Pompe à eau : principe, types et critères de choix

Un plombier débarque un samedi matin chez un client dont le puits n'alimente plus rien. Sur place, une question simple revient sans cesse. Elle vaut autant pour le particulier que pour le bureau d'études : qu'est-ce qu'une pompe à eau, et laquelle convient à cette installation ? Derrière un appareil d'apparence banale se cache une mécanique précise. On y trouve plusieurs familles techniques et des règles de dimensionnement qui font la différence entre une installation fiable et un retour SAV trois mois plus tard.

Ce guide pose les bases du fonctionnement, distingue les grands types de pompes, et donne les repères concrets pour choisir : hauteur d'aspiration, HMT, débit, nature du liquide. Objectif, vous permettre de comprendre ce que vous installez et de poser les bonnes questions avant l'achat. Pas de promesse commerciale, des critères techniques.
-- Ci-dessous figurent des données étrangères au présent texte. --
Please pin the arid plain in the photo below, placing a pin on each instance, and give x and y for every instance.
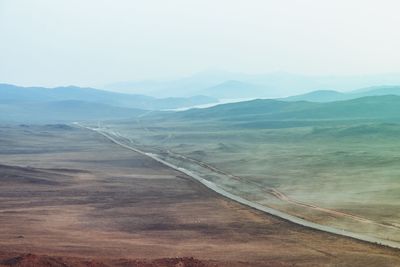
(70, 197)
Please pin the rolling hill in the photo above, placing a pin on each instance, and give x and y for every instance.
(373, 107)
(330, 95)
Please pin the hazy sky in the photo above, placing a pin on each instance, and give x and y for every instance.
(93, 42)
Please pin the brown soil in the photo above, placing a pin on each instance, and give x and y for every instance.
(73, 195)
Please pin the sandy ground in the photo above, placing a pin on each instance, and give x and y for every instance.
(80, 199)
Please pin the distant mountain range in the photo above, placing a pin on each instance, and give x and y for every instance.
(227, 85)
(75, 103)
(330, 96)
(260, 110)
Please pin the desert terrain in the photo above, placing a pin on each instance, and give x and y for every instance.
(70, 197)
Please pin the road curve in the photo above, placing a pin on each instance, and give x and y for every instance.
(254, 205)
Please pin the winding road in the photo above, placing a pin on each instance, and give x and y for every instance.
(255, 205)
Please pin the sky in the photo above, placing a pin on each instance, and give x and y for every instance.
(95, 42)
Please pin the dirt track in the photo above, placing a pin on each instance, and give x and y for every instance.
(83, 196)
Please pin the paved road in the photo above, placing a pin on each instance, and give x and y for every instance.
(248, 203)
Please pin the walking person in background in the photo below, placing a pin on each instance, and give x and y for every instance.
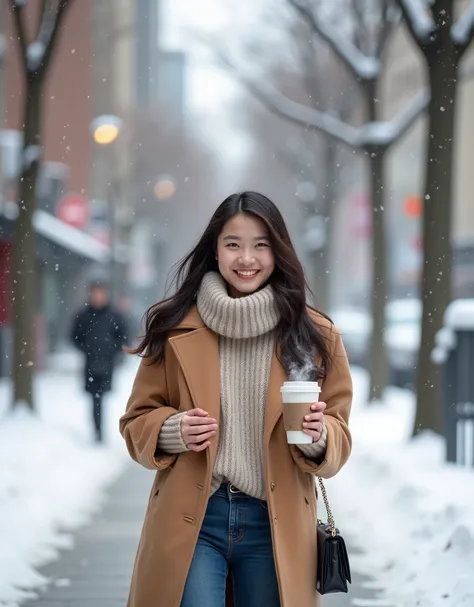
(99, 332)
(232, 512)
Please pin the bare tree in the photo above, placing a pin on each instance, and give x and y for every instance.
(36, 57)
(443, 43)
(362, 55)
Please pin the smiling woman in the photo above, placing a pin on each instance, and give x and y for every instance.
(206, 413)
(244, 254)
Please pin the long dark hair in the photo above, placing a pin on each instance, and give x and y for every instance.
(297, 335)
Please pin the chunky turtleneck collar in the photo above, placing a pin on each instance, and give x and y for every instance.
(237, 318)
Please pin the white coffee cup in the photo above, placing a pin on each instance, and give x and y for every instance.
(298, 396)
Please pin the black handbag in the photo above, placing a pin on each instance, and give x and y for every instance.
(333, 562)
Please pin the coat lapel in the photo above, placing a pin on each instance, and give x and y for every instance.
(273, 410)
(198, 355)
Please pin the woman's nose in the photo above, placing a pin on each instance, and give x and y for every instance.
(246, 258)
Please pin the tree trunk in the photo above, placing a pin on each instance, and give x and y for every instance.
(321, 277)
(378, 358)
(436, 275)
(24, 251)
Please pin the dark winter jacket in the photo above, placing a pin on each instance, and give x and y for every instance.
(99, 333)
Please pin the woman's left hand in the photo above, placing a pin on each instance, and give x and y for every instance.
(313, 423)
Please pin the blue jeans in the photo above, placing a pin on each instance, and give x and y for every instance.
(235, 537)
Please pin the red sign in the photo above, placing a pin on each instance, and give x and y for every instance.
(73, 209)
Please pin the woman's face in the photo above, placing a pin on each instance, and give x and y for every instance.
(245, 257)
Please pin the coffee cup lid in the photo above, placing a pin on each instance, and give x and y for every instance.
(300, 386)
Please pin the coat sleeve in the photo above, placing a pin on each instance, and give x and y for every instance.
(147, 410)
(337, 394)
(78, 332)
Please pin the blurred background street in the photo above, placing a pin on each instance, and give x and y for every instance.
(124, 124)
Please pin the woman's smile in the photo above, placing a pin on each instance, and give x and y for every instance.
(246, 274)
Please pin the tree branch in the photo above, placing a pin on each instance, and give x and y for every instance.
(391, 19)
(419, 19)
(53, 30)
(462, 32)
(361, 66)
(293, 111)
(17, 12)
(385, 134)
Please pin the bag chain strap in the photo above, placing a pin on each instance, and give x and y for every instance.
(331, 521)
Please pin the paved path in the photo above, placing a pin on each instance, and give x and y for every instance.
(97, 572)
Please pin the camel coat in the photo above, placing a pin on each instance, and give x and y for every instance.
(189, 377)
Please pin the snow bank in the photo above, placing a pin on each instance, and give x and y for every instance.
(410, 513)
(52, 477)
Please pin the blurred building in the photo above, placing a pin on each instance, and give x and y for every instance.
(405, 76)
(107, 63)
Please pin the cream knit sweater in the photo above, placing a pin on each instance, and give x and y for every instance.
(246, 344)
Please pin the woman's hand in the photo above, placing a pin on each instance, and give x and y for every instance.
(197, 428)
(313, 424)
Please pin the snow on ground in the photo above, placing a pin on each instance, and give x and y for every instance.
(52, 476)
(409, 512)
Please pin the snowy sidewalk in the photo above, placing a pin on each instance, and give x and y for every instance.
(97, 572)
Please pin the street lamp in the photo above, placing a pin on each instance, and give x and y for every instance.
(106, 128)
(164, 187)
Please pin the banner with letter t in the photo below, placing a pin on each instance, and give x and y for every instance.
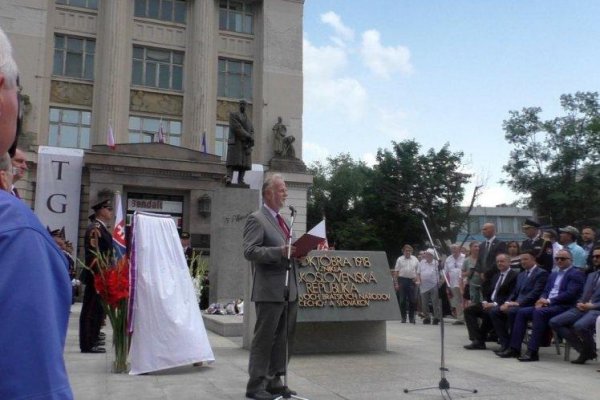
(58, 189)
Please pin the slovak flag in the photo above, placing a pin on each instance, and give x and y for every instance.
(119, 244)
(110, 138)
(161, 134)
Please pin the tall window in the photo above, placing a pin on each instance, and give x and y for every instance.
(235, 79)
(93, 4)
(235, 16)
(74, 57)
(221, 136)
(145, 130)
(164, 10)
(157, 68)
(69, 128)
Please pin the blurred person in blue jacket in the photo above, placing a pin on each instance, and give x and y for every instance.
(35, 292)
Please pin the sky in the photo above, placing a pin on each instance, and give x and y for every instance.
(441, 71)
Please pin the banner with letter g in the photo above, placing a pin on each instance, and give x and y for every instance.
(58, 189)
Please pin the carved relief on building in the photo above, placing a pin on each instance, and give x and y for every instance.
(224, 107)
(159, 103)
(73, 21)
(235, 45)
(71, 93)
(146, 32)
Besoin d'un repère rapide sur le débit à viser ? Notre méthode est détaillée dans notre guide de calcul du débit d'une pompe.

Sommaire de l'article
01 Définition et principe de fonctionnement
02 Pompe centrifuge ou volumétrique
03 Les grands types de pompes à eau
04 Surface ou immergée, comment trancher
05 Dimensionner : HMT, débit, NPSH
06 Quelle pompe selon votre métier et votre besoin
07 Erreurs fréquentes et conseils de pro
08 Cadre réglementaire et installation
09 Questions fréquentes

Définition et principe de fonctionnement

Les composants essentiels d'une pompe
ÉLÉMENT 1
Moteur électrique
Monophasé 230 V ou triphasé 400 V, il entraîne l'organe mobile
+
ÉLÉMENT 2
Partie hydraulique
Roue à aubes ou piston, avec son corps de pompe
+
ÉLÉMENT 3
Aspiration / Refoulement
Dépression qui appelle l'eau, poussée vers le réseau

Une pompe à eau est un dispositif mécanique qui déplace un liquide d'un point à un autre en lui transmettant de l'énergie. Cette énergie se traduit par une mise en pression et une mise en mouvement du fluide. Le principe physique est constant, créer une différence de pression entre l'aspiration et le refoulement pour que l'eau circule dans le sens voulu.

Concrètement, le moteur entraîne un organe mobile, roue à aubes ou piston selon la technologie. Cet organe communique de la vitesse ou de la force au liquide. À l'aspiration, la pompe crée une dépression qui appelle l'eau. Au refoulement, elle la pousse vers le réseau ou le point d'utilisation. Tout le reste, hauteur, débit, rendement, découle de cette mécanique de base.

Les composants essentiels

Une pompe se résume rarement à un seul bloc. On y retrouve presque toujours un moteur électrique (monophasé 230 V ou triphasé 400 V) et une partie hydraulique avec sa roue ou son corps de pompe. S'y ajoutent un orifice d'aspiration et un orifice de refoulement. Selon l'usage viennent compléter l'ensemble un clapet anti-retour, une crépine de protection, parfois un flotteur de niveau ou un coffret de commande.

Le rôle de la pompe n'est pas de "créer" de la pression au sens absolu, mais de vaincre la résistance du circuit, hauteur géométrique plus pertes de charge. C'est cette somme que l'on appelle la HMT, hauteur manométrique totale, point central du dimensionnement.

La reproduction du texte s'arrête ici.